Let’s say you’re writing code, and you plan out one function. You try and figure out what are the constraints on the algorithmic efficiency of this function — how good should your algorithm be? This depends, of course on many things. But less than you’d think. First, let’s assume you are ok with around a billion operations (conveniently, modern Gigahertz processors do about a billion low-level operations per second, so it’s a good first assumption.)
If your algorithm is O(n), that means n can’t be much bigger than a billion.
O(n**2) — n should be no more than the root of a billion — around 30,000.
O(n**3) — n should be no more than the third root of a billion — a thousand.
O(fib(n)) — n should be no more than 43
O(2**n) — a billion is right around 2**30, so n should be no more than 30.
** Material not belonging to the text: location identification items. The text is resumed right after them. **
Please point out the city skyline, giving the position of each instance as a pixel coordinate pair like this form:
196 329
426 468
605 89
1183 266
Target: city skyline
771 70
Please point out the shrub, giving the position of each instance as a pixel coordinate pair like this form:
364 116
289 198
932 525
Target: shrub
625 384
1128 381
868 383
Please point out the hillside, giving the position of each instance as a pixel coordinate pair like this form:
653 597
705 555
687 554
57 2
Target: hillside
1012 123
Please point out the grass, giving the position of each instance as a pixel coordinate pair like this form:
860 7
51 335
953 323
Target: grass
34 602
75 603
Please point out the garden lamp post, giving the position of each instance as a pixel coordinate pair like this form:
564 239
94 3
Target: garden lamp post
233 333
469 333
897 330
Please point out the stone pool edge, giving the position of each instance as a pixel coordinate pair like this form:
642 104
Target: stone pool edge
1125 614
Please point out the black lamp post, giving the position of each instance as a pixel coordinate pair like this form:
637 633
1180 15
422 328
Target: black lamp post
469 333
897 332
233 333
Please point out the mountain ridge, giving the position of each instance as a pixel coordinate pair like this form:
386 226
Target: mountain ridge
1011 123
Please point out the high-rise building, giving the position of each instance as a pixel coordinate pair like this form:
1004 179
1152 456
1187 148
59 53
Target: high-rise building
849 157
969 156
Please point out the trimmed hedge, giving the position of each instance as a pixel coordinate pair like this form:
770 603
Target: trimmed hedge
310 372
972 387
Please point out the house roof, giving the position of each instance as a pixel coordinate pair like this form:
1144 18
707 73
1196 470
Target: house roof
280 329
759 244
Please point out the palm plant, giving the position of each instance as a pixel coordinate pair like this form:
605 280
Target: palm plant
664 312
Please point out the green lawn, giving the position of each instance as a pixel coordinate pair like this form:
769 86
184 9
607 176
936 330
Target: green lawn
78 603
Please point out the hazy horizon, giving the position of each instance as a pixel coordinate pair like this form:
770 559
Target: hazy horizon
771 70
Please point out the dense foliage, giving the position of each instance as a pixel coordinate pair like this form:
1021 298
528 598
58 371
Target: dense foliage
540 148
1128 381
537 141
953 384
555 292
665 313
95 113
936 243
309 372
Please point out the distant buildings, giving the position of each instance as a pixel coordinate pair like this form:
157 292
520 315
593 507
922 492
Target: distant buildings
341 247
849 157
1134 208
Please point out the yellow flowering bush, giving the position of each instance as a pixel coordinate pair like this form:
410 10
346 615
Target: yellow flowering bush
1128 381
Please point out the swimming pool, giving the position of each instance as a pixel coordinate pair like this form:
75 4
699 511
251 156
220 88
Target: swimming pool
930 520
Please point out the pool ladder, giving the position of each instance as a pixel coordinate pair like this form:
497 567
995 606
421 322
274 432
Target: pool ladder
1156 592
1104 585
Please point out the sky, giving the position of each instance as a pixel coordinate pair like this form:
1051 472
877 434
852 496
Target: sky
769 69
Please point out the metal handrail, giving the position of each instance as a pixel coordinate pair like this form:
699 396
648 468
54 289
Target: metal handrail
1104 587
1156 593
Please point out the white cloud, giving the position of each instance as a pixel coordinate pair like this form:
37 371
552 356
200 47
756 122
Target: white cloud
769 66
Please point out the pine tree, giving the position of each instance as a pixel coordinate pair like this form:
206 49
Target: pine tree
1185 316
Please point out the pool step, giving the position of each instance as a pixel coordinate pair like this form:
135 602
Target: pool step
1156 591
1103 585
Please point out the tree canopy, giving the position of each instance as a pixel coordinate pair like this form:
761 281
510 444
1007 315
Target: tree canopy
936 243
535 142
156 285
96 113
O(n!) — n should be no more than 12
OK, now let’s assume you’re the NSA. You can fund a million cores, and your algorithm parallelizes perfectly. How do these numbers change?
O(n) — trillion
O(n**2) — 30 million
O(n**3) — hundred thousand
O(fib(n)) — 71
O(2**n) — 50
O(n!) — 16
You will notice that the difference between someone with a Raspberry PI and a nation-state espionage agency is important for O(n)/O(n**2) algorithms, but quickly becomes meaningless for the higher order ones. You will also notice log(n) was not really factored in — even in a billion, it would mean the difference between handling a billion and handling a hundred million.
This table is useful to memorize for a quick gut check — “is this algorithm feasible”? If the sizes you plan to attack are way smaller, than yes, if way bigger than no, and if “right around” — that’s where you might need to go to a lower-level language or micro-optimize to get it to work. It is useful to know these things before starting to implement: regardless of whether the code is going to run on a smartwatch or on an NSA data center.
Conveniently, these numbers are also useful for memory performance — whether you need to support a one GB device or if you have a terabyte of memory.